Scraping Central is reader-supported. When you buy through links on our site, we may earn an affiliate commission.

Guide

How to Bypass DataDome Anti-Bot Protection

Learn how to bypass DataDome anti-bot protection for web scraping. Covers detection techniques, cookie validation, and practical bypass methods.

DataDome protects thousands of websites with real-time bot detection. It is particularly common on e-commerce sites in Europe.
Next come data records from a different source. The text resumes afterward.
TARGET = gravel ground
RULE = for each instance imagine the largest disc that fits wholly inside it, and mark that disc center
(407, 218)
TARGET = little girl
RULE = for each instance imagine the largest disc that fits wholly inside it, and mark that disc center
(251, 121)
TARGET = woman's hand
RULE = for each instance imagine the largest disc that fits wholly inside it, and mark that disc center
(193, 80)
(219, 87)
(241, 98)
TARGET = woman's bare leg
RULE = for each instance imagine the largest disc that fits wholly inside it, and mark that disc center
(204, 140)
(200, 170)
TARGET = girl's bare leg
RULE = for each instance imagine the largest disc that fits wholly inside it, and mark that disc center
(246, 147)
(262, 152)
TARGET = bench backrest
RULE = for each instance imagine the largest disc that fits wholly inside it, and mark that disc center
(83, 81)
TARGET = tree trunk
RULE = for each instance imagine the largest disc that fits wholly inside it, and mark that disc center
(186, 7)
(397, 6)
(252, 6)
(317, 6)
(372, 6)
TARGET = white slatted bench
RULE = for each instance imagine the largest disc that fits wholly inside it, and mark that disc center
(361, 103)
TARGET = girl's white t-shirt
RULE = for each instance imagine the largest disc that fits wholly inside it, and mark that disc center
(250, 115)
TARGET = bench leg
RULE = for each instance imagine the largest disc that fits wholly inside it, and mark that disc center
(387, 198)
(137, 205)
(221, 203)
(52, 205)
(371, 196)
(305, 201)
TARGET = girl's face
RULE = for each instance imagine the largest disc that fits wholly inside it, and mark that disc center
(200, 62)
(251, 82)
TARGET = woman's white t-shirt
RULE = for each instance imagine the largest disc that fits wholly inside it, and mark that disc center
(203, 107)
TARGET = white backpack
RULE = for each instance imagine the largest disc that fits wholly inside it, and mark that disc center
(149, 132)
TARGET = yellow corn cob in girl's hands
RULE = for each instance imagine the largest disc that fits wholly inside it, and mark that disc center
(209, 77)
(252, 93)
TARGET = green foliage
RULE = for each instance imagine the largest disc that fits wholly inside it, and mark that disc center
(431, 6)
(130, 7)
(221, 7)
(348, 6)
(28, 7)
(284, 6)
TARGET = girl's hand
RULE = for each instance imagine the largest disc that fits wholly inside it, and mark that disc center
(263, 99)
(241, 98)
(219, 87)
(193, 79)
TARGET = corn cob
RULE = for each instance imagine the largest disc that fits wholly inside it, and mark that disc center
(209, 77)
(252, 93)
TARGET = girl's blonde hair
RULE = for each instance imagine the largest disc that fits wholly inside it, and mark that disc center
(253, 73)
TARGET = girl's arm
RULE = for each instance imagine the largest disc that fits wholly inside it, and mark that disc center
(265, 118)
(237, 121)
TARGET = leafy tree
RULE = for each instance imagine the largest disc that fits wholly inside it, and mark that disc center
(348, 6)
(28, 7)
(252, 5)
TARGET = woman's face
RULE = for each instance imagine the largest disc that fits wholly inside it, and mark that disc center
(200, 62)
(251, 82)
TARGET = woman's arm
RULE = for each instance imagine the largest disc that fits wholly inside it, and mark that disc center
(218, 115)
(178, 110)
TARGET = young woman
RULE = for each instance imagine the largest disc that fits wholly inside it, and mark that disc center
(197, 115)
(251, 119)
Here is how to handle it.

How DataDome Detects Bots

DataDome's detection runs through a JavaScript tag that:

  1. Sets a datadome Cookie, This cookie contains encoded device and behavioral data
  2. Sends Device Signals, Canvas fingerprint, WebGL renderer, audio context, and screen properties
  3. Monitors Behavior, Mouse movements, scroll patterns, and interaction timing
  4. Checks IP Reputation, Known datacenter IPs are flagged immediately
  5. Validates Headers, HTTP header order and values are analyzed for consistency

Method 1: ScraperAPI (Recommended)

ScraperAPI handles DataDome protection out of the box.

import requests

API_KEY = "YOUR_SCRAPERAPI_KEY"
url = "https://datadome-protected-store.com/products"

response = requests.get(
    "http://api.scraperapi.com",
    params={
        "api_key": API_KEY,
        "url": url,
        "render": "true"
    }
)
print(response.status_code)
print(response.text[:500])

Method 2: ScrapingAnt with JavaScript Rendering

ScrapingAnt can also handle DataDome-protected pages.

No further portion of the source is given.